Alexander Turgenev

Alexander Ivanovich Turgenev (Russian: Александр Иванович Тургенев, scientific transliteration Aleksandr Ivanovich Turgenev; * 27 Märzjul / April 7 1784greg in Simbirsk, .. .. † 3 Dezemberjul / December 15 1845greg in Moscow) was a Russian historian.

Career

After completing his education at a boarding Moscow University 1797-1800 Turgenev studied for qualifications for the diplomatic service from 1802 to 1804 at the Georg- August-Universität Göttingen. Already as a student he began in the Russian press to publish, then took over but soon a state agency the Ministry of Justice (1805 ) and served in succession including as Head of Department, as Secretary of State in the State Council and a member of the Commission Council for the creation of a Russian Collection of Laws. In addition to his professional commitments, he served as secretary of the Russian Bible Society and the Patriotic Society of women.

Turgenev was in contact with well-known Russian writer and one of the closest friends of the national poet Alexander Sergeyevich Pushkin. Turgenev became more and more in contrast to the repressive and increasingly obscurantist regime of Tsar Alexander I, who then dismissed him in May 1824 of all his offices; only the Commission for the Collection of Laws Turgenev was allowed to continue as a member. His overall highly successful career as a ministry official was thus definitely completed.

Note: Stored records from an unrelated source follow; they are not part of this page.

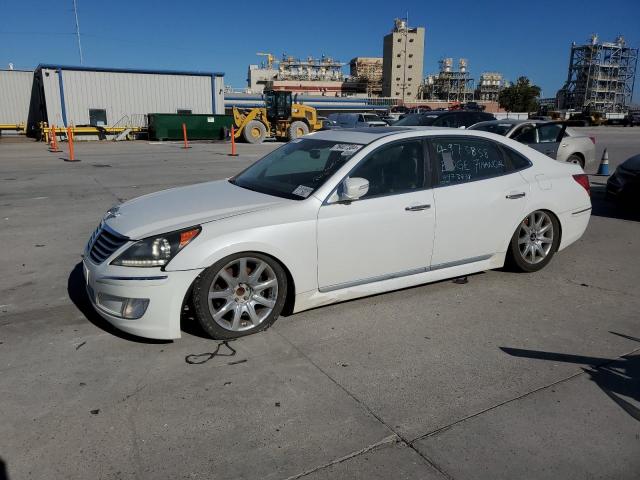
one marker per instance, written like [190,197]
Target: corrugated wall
[15,94]
[123,93]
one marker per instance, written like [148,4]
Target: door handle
[417,208]
[513,196]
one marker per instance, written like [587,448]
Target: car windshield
[497,128]
[416,120]
[296,169]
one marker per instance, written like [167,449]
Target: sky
[512,37]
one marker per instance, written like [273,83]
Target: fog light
[129,308]
[135,308]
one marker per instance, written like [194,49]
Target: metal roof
[128,70]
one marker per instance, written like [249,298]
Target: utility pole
[404,73]
[75,12]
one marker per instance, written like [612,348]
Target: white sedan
[332,216]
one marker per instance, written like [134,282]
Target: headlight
[158,250]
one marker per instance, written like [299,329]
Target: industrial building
[314,76]
[489,86]
[67,95]
[403,56]
[368,72]
[601,76]
[449,85]
[15,96]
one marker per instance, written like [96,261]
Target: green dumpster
[168,126]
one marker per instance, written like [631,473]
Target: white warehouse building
[69,95]
[15,95]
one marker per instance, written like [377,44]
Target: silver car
[551,138]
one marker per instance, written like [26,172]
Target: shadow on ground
[605,207]
[4,475]
[615,377]
[77,292]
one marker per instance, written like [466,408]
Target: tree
[520,97]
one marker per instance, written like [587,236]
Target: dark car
[444,118]
[624,184]
[474,106]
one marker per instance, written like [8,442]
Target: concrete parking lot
[507,376]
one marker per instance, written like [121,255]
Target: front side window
[296,169]
[461,160]
[494,127]
[397,168]
[525,134]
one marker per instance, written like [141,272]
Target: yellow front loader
[279,118]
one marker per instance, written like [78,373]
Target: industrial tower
[601,76]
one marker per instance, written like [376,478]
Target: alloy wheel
[243,294]
[535,237]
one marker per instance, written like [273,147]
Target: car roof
[512,121]
[368,135]
[363,135]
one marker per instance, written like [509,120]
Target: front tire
[573,158]
[297,129]
[254,132]
[239,295]
[534,242]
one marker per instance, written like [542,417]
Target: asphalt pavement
[532,376]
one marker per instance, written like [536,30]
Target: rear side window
[461,160]
[393,169]
[548,133]
[518,161]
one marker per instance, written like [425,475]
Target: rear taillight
[583,180]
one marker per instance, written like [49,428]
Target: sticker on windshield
[347,149]
[303,191]
[447,159]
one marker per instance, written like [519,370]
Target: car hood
[182,207]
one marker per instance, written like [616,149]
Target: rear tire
[573,158]
[297,129]
[534,242]
[241,294]
[254,132]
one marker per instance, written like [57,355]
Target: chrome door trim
[581,211]
[379,278]
[457,263]
[404,273]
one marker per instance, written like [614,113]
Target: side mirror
[354,188]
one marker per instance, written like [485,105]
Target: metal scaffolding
[449,85]
[490,85]
[320,69]
[601,76]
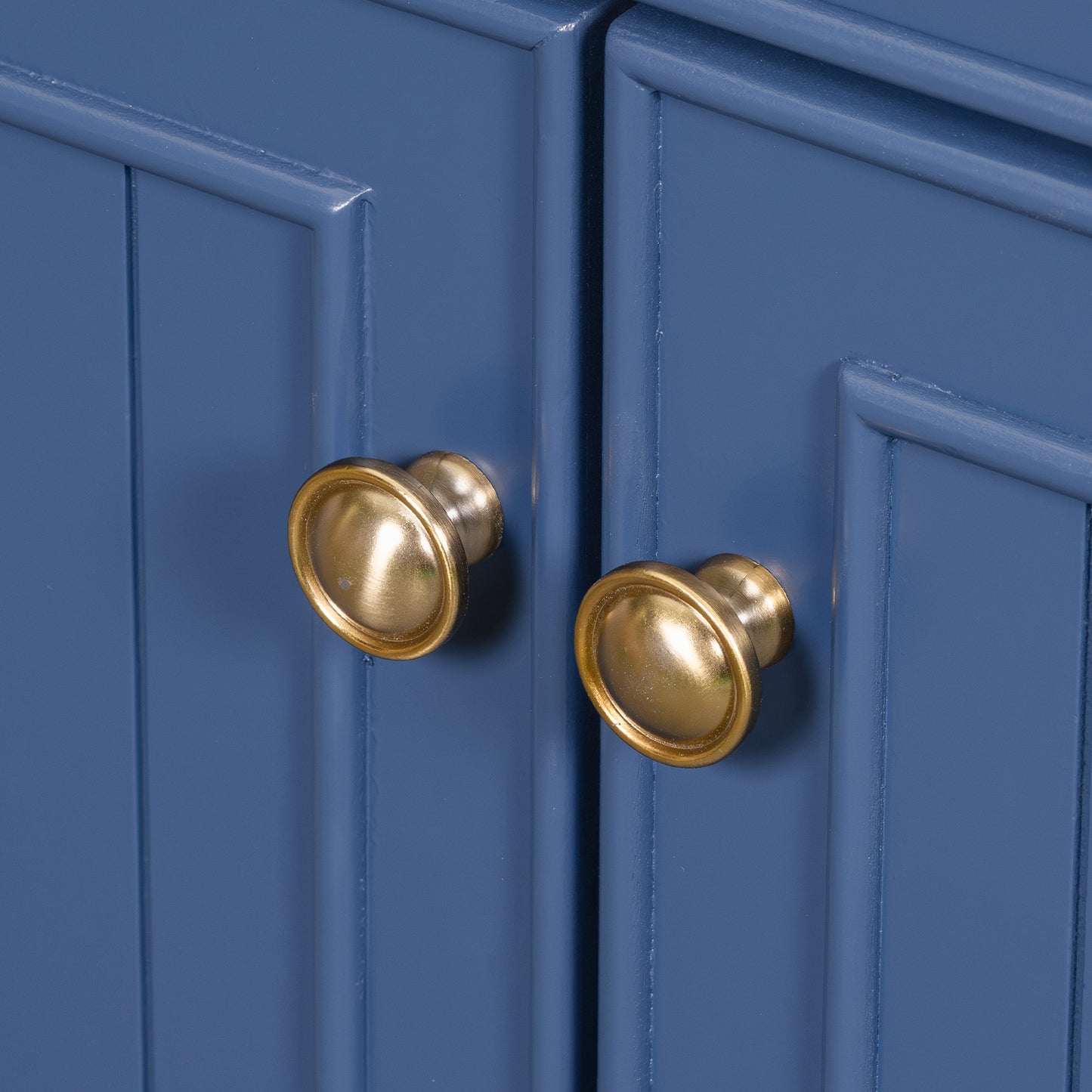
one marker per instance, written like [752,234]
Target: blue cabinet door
[240,242]
[846,334]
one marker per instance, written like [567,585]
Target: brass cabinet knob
[382,552]
[670,660]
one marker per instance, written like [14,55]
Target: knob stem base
[758,600]
[469,498]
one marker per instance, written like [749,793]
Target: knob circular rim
[435,552]
[677,606]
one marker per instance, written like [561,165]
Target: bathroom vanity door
[240,242]
[846,336]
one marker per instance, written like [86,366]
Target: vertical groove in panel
[1080,864]
[341,397]
[140,719]
[630,529]
[883,655]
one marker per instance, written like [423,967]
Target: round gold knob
[670,660]
[382,552]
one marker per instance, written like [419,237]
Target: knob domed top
[382,558]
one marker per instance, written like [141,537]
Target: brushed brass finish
[670,659]
[382,552]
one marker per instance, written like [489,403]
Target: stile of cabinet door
[70,952]
[246,855]
[848,333]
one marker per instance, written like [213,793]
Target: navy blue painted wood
[767,218]
[70,942]
[342,858]
[910,58]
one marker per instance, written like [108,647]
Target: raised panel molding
[566,39]
[908,58]
[336,211]
[651,54]
[876,409]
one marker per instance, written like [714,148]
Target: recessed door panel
[769,220]
[224,305]
[350,230]
[983,763]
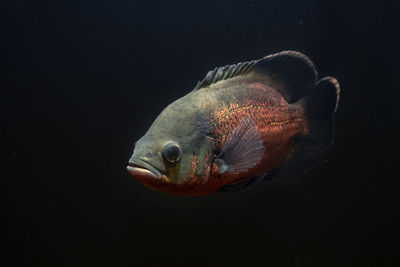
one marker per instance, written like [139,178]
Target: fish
[261,120]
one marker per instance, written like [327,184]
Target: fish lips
[143,170]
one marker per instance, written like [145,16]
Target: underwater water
[82,82]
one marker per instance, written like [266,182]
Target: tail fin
[320,108]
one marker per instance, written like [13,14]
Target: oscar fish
[264,119]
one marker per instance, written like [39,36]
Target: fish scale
[263,118]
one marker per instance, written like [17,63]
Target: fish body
[259,120]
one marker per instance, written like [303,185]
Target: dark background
[83,80]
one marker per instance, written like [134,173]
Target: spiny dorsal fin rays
[290,72]
[224,73]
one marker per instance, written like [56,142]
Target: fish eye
[171,152]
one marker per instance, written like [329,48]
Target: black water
[82,82]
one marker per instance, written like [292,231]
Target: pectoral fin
[243,150]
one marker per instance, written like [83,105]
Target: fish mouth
[140,168]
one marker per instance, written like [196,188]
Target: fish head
[174,155]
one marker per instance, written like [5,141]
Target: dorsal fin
[290,72]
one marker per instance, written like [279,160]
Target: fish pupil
[172,153]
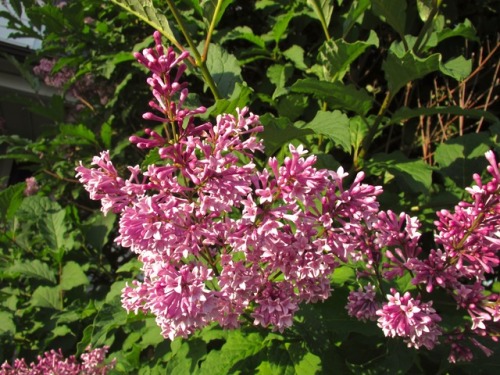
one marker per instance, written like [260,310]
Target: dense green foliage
[400,89]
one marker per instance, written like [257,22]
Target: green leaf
[399,70]
[224,69]
[6,323]
[34,269]
[292,106]
[464,29]
[279,131]
[296,55]
[460,158]
[245,33]
[97,228]
[336,56]
[334,125]
[458,68]
[304,362]
[338,95]
[343,274]
[238,348]
[393,12]
[80,133]
[239,99]
[359,129]
[73,276]
[356,12]
[53,228]
[281,25]
[323,10]
[424,8]
[10,200]
[145,10]
[45,296]
[208,10]
[37,206]
[415,175]
[279,75]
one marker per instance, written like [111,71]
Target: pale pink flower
[362,304]
[31,186]
[415,321]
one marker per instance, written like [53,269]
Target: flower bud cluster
[223,241]
[53,362]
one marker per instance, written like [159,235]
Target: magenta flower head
[222,241]
[91,363]
[219,240]
[362,304]
[415,321]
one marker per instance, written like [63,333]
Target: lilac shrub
[53,362]
[222,241]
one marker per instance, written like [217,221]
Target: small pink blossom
[362,304]
[415,321]
[53,362]
[31,186]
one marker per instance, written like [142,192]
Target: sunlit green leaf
[334,125]
[224,69]
[145,10]
[323,9]
[45,296]
[338,95]
[393,12]
[336,56]
[6,323]
[400,70]
[356,13]
[10,200]
[72,276]
[53,228]
[34,269]
[458,68]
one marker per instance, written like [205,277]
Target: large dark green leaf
[393,12]
[400,70]
[338,95]
[34,269]
[145,10]
[238,348]
[53,229]
[224,69]
[414,175]
[336,56]
[334,125]
[279,131]
[73,276]
[97,229]
[49,297]
[323,10]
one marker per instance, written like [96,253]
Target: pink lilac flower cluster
[53,362]
[64,78]
[223,241]
[31,186]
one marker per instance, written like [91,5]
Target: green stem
[426,27]
[211,30]
[199,61]
[373,130]
[322,20]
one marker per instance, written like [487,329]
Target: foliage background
[370,85]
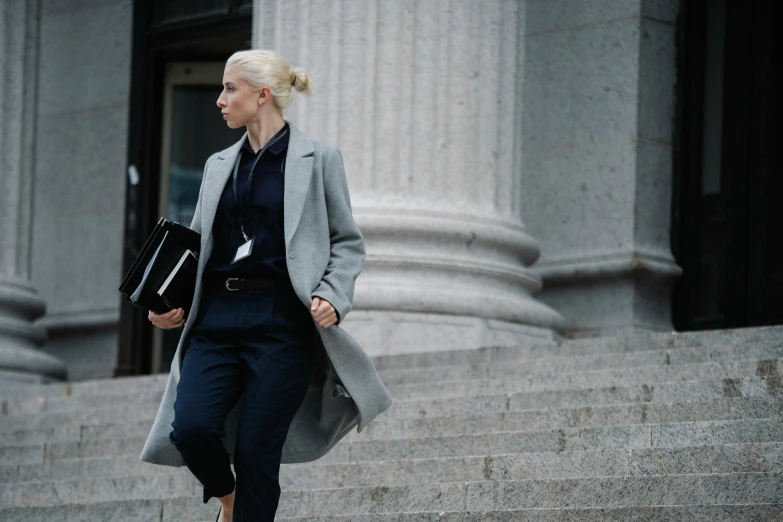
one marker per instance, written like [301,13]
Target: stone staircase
[659,427]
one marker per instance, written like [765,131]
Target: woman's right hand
[172,319]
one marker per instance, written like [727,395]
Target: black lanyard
[242,209]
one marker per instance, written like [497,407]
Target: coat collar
[297,173]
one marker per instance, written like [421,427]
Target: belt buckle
[228,281]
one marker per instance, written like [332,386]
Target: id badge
[244,250]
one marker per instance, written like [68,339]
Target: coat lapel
[298,170]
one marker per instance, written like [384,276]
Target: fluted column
[424,100]
[20,305]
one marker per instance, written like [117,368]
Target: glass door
[193,130]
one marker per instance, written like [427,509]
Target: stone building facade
[511,166]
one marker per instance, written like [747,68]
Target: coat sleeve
[347,251]
[195,223]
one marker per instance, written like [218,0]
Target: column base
[383,332]
[20,359]
[611,295]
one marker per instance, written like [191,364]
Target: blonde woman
[263,373]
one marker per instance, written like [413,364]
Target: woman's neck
[261,131]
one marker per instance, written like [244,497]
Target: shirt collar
[277,147]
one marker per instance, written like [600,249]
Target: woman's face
[239,102]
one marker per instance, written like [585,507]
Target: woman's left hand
[323,312]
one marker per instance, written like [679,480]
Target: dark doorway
[179,48]
[727,180]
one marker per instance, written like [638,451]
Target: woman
[266,374]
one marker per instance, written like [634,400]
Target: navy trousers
[252,341]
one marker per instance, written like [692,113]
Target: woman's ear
[263,94]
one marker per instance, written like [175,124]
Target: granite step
[742,337]
[63,397]
[566,439]
[633,436]
[650,490]
[472,416]
[715,513]
[646,490]
[178,510]
[767,369]
[728,458]
[639,361]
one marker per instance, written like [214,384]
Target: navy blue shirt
[265,220]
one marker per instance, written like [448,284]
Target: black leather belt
[233,284]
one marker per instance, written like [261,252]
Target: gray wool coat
[325,255]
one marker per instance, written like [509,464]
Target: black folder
[163,276]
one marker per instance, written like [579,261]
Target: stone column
[423,99]
[598,144]
[20,305]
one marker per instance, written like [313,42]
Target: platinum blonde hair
[261,67]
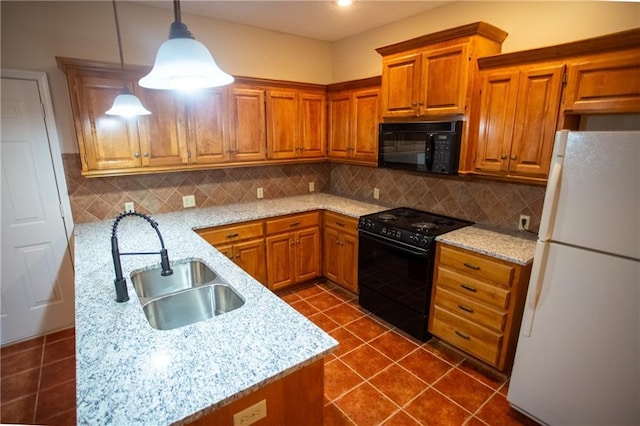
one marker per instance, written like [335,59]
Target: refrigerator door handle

After 1825 Turgenev lived mostly abroad. His acquaintances included, inter alia, Goethe, Mickiewicz, Stendhal and Mérimée. After Turgenev was I, entrusted with the collection of materials on the history of Russia by Czar Nicholas I, the successor of Alexander, he began in the great libraries and archives in Western Europe systematically to search for relevant documents, which he later under the title " Historiae Russiae Monumenta ex antiquis exterarum gentium archivis et bibliothecis deprompta from AI Turgenevio " (1841-1842) presented.

Turgenews extensive travel and research activities of the years 1825 to 1845 is demonstrated not only by his extensive correspondence and his journalistic work, but also through his diaries and performed by him with great wealth of detail " Chronicle of Russians " ( Chronicles russkogo Moscow / Leningrad.: Nauka, 1964).